Informationen zur Anerkennung der Weiterbildungszeiten ausländischer Ärztinnen und Ärzte im Rahmen eines Stipendiums oder eines anderen Förderprogramms


Merkblatt der Bundesärztekammer

Erläuterung

Die ärztliche Weiterbildung in Deutschland genießt international einen hervorragenden Ruf. Eine Reihe von Ländern sendet deshalb Ärztinnen und Ärzte zur Weiterbildung nach Deutschland und fördert dies mit eigenen Stipendien oder Förderprogrammen. 

Um Missverständnissen über die Anforderungen an eine Weiterbildung in Deutschland und möglichen Problemen, die daraus entstehen können, entgegenzuwirken, hat die Bundesärztekammer zur Information für die Stipendiaten ein „Merkblatt zur Anerkennung der Weiterbildungszeiten ausländischer Ärztinnen und Ärzte im Rahmen eines Stipendiums oder eines anderen Förderprogramms“ erarbeitet. Darin werden die formalen und fachlichen Grundvoraussetzungen zusammengefasst, die eine Weiterbildung in Deutschland erfüllen muss.

BÄK

In Deutschland wird die Weiterbildung in den einzelnen Bundesländern in der Weiterbildungsordnung inhaltlich geregelt. Aus weiterbildungsrechtlicher Sicht sind dabei folgende Voraussetzungen zu erfüllen:

  • Mit der Weiterbildung kann erst nach der ärztlichen Approbation oder der Erteilung der Erlaubnis zur Ausübung des ärztlichen Berufs begonnen werden.
  • Die Weiterbildung ist hauptberuflich und grundsätzlich ganztägig und unter Anleitung eines zur Weiterbildung Befugten zu absolvieren.
  • Dies beinhaltet die Beteiligung an allen ärztlichen Tätigkeiten in der Patientenversorgung in dem Bereich, in dem die Weiterbildung erfolgt, einschließlich der Teilnahme an den erforderlichen Bereitschaftsdiensten.
  • Diese und die nachfolgenden Anforderungen sind in einem Vertrag schriftlich zu vereinbaren.
  • Aushändigung eines Weiterbildungsplans einschließlich des individuellen zeitlichen Tätigkeitsumfanges. Die Weiterbildung ist fortlaufend zu dokumentieren und über ihren Fortgang sind Jahresgespräche mit dem Weiterbilder zu führen.
  • Ebenso ist ein qualifiziertes Weiterbildungszeugnis nebst Eignungsvermerk des Weiterbilders von diesem auszuhändigen.
  • Ärztliche Weiterbildung erfolgt im Rahmen einer angemessen vergüteten ärztlichen Berufstätigkeit. Als angemessen gilt eine Vergütung, die sich am Ergebnis tarifvertraglicher Regelungen für Ärzte orientiert und z. B. auch über Regierungsstipendien oder Drittmittel aufgebracht werden kann.
  • Im Rahmen der beruflichen Tätigkeit besteht die Verpflichtung, sich gegen Haftpflichtansprüche zu versichern (Nachweis einer Berufshaftpflichtversicherung).
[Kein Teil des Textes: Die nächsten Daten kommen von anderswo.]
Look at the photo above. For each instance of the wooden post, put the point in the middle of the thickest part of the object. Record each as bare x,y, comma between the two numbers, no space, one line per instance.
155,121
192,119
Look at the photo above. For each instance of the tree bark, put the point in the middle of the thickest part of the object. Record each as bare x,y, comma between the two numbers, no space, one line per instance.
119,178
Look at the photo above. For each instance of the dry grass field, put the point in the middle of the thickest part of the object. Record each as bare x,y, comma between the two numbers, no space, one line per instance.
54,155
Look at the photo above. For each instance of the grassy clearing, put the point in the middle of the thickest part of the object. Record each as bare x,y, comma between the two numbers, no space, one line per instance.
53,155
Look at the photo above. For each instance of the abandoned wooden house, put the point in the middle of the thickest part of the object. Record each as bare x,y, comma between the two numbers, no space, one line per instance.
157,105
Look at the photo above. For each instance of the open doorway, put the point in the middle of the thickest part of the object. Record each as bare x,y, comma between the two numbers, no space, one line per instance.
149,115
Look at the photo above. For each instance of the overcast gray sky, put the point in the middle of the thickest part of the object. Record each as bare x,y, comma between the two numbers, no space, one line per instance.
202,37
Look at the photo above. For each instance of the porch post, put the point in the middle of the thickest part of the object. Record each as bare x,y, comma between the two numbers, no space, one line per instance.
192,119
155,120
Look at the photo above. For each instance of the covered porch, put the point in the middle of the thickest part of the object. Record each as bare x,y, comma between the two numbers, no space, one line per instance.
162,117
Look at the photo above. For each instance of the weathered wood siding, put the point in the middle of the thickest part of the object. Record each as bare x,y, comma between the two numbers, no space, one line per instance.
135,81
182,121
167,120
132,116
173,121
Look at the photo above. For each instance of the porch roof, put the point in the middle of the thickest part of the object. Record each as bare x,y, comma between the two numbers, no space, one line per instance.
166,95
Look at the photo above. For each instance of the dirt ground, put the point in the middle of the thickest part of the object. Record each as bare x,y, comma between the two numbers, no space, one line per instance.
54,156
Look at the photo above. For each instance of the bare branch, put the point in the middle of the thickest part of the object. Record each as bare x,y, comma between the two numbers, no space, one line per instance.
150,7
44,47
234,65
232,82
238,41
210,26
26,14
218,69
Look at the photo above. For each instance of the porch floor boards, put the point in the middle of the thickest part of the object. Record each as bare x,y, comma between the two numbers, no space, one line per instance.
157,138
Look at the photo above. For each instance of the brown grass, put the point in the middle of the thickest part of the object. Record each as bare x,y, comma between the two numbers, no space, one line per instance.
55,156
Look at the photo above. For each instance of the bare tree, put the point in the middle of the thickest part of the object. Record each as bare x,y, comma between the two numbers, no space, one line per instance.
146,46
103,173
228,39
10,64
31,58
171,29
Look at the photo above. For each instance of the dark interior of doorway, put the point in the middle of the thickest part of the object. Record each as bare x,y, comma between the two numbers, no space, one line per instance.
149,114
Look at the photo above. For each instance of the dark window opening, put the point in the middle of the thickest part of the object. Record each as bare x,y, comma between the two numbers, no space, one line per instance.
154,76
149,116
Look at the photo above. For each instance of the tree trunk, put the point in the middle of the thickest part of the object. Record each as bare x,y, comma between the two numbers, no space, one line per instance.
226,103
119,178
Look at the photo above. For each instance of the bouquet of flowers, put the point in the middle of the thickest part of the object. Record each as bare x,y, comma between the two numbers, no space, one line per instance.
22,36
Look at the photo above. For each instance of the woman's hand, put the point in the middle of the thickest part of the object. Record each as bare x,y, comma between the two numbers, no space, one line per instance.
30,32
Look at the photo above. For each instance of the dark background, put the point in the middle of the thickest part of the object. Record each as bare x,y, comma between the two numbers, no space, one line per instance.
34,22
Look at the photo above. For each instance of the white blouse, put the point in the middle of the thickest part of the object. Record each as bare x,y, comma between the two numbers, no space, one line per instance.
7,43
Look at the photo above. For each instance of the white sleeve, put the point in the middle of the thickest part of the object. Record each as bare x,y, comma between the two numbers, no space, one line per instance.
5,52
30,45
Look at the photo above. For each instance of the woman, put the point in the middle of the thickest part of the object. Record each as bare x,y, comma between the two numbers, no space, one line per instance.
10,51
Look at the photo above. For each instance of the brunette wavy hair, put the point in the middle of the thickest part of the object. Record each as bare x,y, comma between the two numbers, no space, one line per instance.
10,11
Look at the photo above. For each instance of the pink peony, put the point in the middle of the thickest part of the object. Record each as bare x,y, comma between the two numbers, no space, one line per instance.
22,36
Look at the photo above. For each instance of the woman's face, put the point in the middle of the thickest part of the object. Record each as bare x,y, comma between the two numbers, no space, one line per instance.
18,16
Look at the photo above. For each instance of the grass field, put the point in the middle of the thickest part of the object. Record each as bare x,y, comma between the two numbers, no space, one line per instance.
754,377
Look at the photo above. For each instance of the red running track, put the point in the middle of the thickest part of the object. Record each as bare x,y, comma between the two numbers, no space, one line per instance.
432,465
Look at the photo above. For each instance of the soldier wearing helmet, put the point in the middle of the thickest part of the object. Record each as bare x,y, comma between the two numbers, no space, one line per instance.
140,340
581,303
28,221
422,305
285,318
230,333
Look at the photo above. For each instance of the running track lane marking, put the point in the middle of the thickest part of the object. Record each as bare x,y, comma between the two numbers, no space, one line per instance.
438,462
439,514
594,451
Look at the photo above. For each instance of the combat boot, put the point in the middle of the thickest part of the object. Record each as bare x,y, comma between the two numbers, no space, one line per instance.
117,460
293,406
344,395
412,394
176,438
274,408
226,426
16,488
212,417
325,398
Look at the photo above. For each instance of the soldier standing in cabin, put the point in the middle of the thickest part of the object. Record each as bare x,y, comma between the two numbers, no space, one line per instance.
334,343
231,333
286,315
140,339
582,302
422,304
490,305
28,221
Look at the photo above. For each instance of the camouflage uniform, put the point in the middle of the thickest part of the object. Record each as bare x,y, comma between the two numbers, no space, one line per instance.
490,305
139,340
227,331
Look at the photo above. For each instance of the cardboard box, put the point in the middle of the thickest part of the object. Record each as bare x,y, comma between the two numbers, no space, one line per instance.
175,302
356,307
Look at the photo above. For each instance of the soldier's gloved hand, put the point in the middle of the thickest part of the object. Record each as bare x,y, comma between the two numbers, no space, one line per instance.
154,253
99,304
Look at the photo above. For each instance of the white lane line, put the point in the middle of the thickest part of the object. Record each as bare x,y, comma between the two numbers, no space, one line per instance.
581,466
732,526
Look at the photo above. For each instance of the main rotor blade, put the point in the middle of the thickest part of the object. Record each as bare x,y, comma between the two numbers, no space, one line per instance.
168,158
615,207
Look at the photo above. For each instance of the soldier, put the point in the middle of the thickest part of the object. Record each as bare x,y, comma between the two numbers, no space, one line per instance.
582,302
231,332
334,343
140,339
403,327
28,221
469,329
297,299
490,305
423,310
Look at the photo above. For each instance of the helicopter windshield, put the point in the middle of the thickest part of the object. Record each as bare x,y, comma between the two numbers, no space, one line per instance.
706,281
Die betroffenen Ärztinnen und Ärzte werden gebeten, sich vor Aufnahme Ihrer Tätigkeit mit ihrer Ärztekammer zur Beratung und zur Klärung offener Fragen in Verbindung zu setzen.

Hinweis

Wünschenswert ist in diesem Zusammenhang auch, dass in den Krankenhausabteilungen, in denen die Tätigkeit aufgenommen wird, der Stipendiat in einem angemessenen Verhältnis zur Anzahl der anderen Weiterzubildenden beschäftigt wird.